The second task of our research was to demonstrate the existing possibilities of small-angle scattering using a rather complex example. We have shown that when solving the inverse problems of SAXS with the fundamental impossibility of obtaining an unambiguous structural answer, it is possible, however, to describe the conformational state of the scattering object quite fully and quantitatively. At the same time, analyzing the data of small-angle scattering, it is necessary to critically evaluate the results obtained and, if possible, use complementary methods. In our work, where we set out to show modern approaches and the possibilities of SAS, we did not use the data of other structural methods in principle, although it is their use that enables to significantly narrow the corridor of possible solutions to the inverse small-angle scattering problem.

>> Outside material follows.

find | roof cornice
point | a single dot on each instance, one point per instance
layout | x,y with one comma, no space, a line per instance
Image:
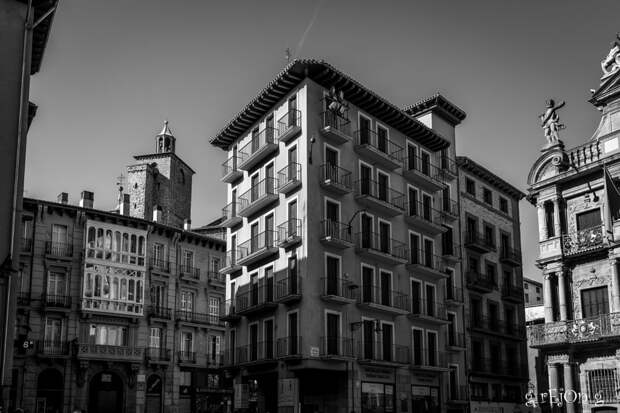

It is also important to choose the correct range of data for the initial evaluation of general geometric parameters, such as excluded volume, radius of gyration, and maximum size; it is also important for modeling the structure by different methods. In ab initio shape modeling, only the first 8 to 10 Shannon channels should be used, and a further increase in the interval of angular vectors leads to an inadequate reconstruction of the structure with false details. On the other hand, for hybrid methods, the angular range should be as wide as possible.

The use of online exclusive gel chromatography is very important, and the reconstruction of the structure with a resolution of about 1 nm in small-angle scattering is possible only for monodisperse protein solutions. However, even for such a complex object of research as the ectodomain of the insulin receptor-related receptor, with its flexibility and polymorphism, it was possible to construct structural models that reflect its biological properties. We hope that our work is useful not only in terms of studying specifically the structure of ectoIRR, but also describes a number of significant methods of SAXS and the scenario that should be followed in the process of studying structurally intricate biological objects and complexes.